Каждый врач дает клятву, в основе которой лежит клятва Гиппократа. Еще в IV веке врачующий обещал: „Я не дам никому просимого у меня смертельного средства и не покажу пути для подобного замысла“. Этот врачебный обет созвучен библейскому „не убий“. Выходит, что врач, совершивший эвтаназию, не только преступил клятву, но и соделал страшный грех — убил человека.

А что говорит Церковь?

Церковь полностью и однозначно осуждает эвтаназию. На епархиальном собрании духовенства Москвы, состоявшемся в январе 2004 г., Патриарх Московский и всея Руси Алексий II осудил эвтаназию как одну из форм самоубийства и назвал ее пропаганду „сатанизмом“. „Мы должны со всей твердостью заявить: эвтаназия — это один из видов сознательного самоубийства.
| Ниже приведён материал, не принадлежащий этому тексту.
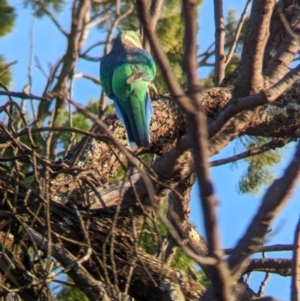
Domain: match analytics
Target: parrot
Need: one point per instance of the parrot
(126, 73)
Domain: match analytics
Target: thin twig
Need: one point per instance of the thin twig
(273, 201)
(237, 33)
(275, 143)
(295, 292)
(219, 44)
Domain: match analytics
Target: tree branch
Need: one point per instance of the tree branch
(220, 41)
(274, 199)
(295, 291)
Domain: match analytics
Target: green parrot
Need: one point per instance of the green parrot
(125, 74)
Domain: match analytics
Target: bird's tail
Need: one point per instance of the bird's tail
(135, 116)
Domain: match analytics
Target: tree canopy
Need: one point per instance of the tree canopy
(83, 217)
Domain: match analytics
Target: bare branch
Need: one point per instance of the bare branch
(162, 59)
(237, 33)
(220, 41)
(273, 201)
(250, 78)
(295, 292)
(275, 143)
(83, 75)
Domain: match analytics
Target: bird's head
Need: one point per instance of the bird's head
(129, 37)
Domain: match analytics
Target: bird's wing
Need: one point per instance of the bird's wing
(143, 66)
(107, 67)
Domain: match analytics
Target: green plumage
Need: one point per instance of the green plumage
(125, 75)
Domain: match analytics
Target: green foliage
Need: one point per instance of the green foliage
(7, 18)
(7, 21)
(40, 6)
(5, 72)
(259, 172)
(69, 293)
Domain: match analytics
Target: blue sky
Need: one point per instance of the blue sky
(235, 210)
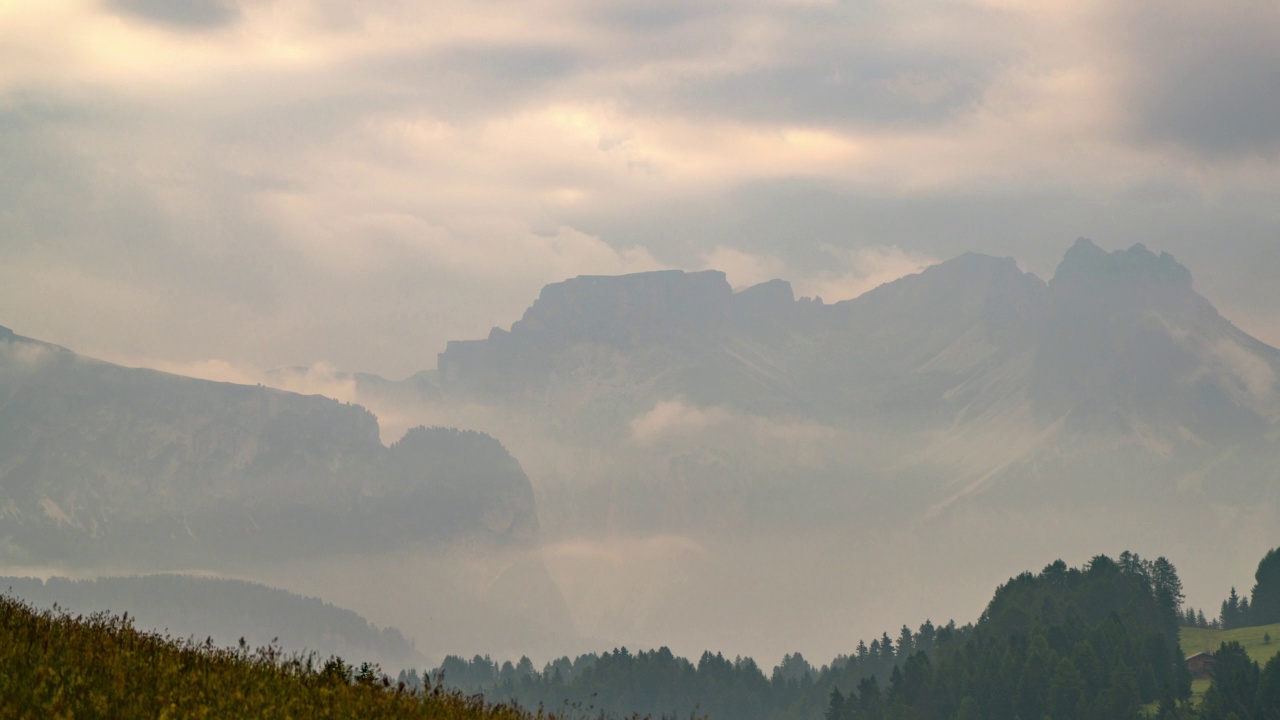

В религиозном отношении это крайняя степень отпадения от Бога.
Православная Церковь не может квалифицировать пропаганду эвтаназии и самоубийства иначе как скрытый или явный сатанизм“,— сказал Предстоятель Русской Православной Церкви. Алексий II также отметил, что „число случаев совершения страшного греха самоубийства с каждым годом растет и основная причина этого явления — отсутствие цели в жизни, неверие в жизнь будущего века“.
Понятно, что для того, кто считает себя православным человеком, такое заявление Патриарха должно устранить всякие сомнения насчет допустимости института эвтаназии.

Где же выход?

Невозможно закончить разговор об эвтаназии, не упомянув „Движение приютов“ врача Цицелии Сандерс. В 1967 году она организовала в Лондоне специальную лечебницу для смертельно больных, так называемый хоспис. С тех пор у Цицелии Сандерс по всему миру возникло огромное число последователей. Хосписы открыты в городах Европы, Азии, Америки, есть они и в России.
Выражение „умереть с достоинством“, которым злоупотребляют защитники эвтаназии для того, чтобы „из жалости“ прикрыть убийство привлекательной упаковкой, в этих центрах обрело свой подлинный смысл. Здесь умирающему оказывается профессиональная медицинская помощь и просто человеческая поддержка.
Современные фармакологические методы, как правило, оказываются способны утолить терпимую пациентами боль, а атмосфера внимания и доверия прогоняет всякие мысли о самоубийстве и позволяет нравственно подготовиться к неизбежному для всех людей концу жизни. Пожалуй, это и есть достойный выход из ситуации с неизлечимо больными, выход нравственный, а значит, и христианский.
Именно так „культуре смерти“ должна противостоять „культура жизни“, заполняя холодную пустоту отчаяния и эгоизма теплом человеческого сердца.

Григорий ВАЛКИН
Газета "Нижегородские епархиальные ведомости", № 2, 2008г.